When she applied for a job the next year, she listed me as a reference. The potential boss called me to ask about her work ethic. I explained her position on my film set and the boss asked me, “Would you do another film with Hannah?” I replied, “I wouldn’t do another film without Hannah.”
Now seventeen, and built like a willow reed with gorgeous flowing hair, and sparkling hazel eyes, she told me she is considering becoming a model, because, of course she should. And when she asked me to work with her on posing, and learning more about the relationship between subject and camera, and how she could improve, there was no hesitation on my part. I definitely ‘owe’ her.
We have had this day planned for almost three weeks, and nothing- manuscript, or even 23 degree weather, was going to stand in our way. It is such a testament to the kind of person she is, that she didn’t let a little thing like the cold get in-between her and her dreams. I admire that quality. It’s one I’m trying to emulate as well.
We started at 10am in the yard, and only came back in because her nose had turned red, and my fingers were too numb to push the button. In the afternoon we discussed each pose and angle and decided what looked best in photos. Our next session was late in the afternoon at my local courthouse, and just in the small amount of time between the two sessions, I could already see an improvement.

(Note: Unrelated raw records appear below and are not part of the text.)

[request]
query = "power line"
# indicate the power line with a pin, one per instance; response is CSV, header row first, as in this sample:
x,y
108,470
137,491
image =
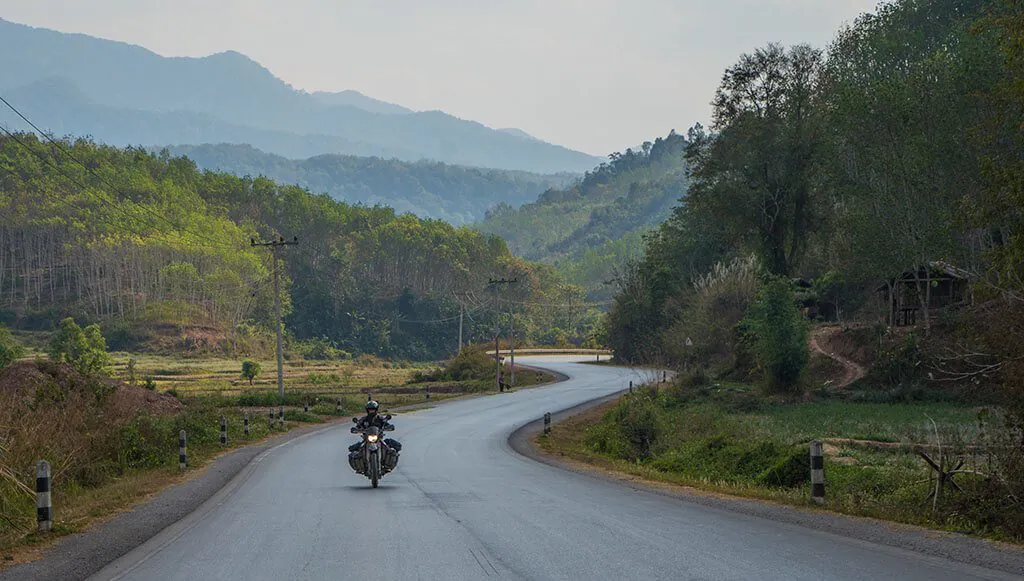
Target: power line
x,y
274,245
495,284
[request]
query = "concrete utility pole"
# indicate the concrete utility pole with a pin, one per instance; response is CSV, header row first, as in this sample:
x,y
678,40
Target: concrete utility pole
x,y
498,313
462,312
274,245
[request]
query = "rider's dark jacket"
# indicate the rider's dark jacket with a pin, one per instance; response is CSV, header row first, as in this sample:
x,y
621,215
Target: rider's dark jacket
x,y
368,420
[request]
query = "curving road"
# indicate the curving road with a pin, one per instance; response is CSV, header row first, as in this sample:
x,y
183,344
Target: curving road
x,y
464,505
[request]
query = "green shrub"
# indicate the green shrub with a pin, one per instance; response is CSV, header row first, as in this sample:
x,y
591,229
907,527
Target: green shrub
x,y
85,349
250,370
9,348
780,336
791,471
638,419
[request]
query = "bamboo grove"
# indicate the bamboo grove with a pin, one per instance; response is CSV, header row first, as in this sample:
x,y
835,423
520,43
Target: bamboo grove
x,y
140,241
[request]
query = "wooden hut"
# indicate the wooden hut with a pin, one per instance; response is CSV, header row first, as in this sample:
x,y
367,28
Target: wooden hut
x,y
943,285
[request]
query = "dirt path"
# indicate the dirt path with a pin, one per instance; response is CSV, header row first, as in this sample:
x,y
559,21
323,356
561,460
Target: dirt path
x,y
853,371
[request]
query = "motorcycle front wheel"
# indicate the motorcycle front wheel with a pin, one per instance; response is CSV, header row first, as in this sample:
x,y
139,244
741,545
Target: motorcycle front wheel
x,y
375,468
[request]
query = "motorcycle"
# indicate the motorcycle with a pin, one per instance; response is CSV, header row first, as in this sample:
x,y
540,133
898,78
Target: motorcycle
x,y
375,458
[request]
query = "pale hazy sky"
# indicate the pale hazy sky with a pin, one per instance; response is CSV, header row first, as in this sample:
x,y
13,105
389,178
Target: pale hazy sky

While the manuscript was pressing, I wouldn’t trade my day spent with her for anything. Today was a beautiful distraction, a way to let go and be creative and a way to help her create beautiful images that she can treasure. It truly is the least I can do. I am so proud of her, and the person she has become, and is becoming.
Post Script: Hannah asked me to remind the masses that any boys interested in the Divine Miss H have to make it through a three person interview process akin to “American Idol” made up of myself, Rachael and Tyler.
Full disclosure…we’re ALL the Simon Cowell. Good luck. 😉
Right at 35 days before my 35th birthday, Rachael and I found out that a book we wrote about our experience making our first film “No Lost Cause,” was being returned to us by the publisher after a year of waiting for it to be printed. Instead of wallowing in our collective misery, I committed to blogging every day while I searched for ways to overcome this perceived rejection and obstacle to our goal. I currently also have about three other projects brewing at the same time, and write about the progress of each of them. This is part of that series.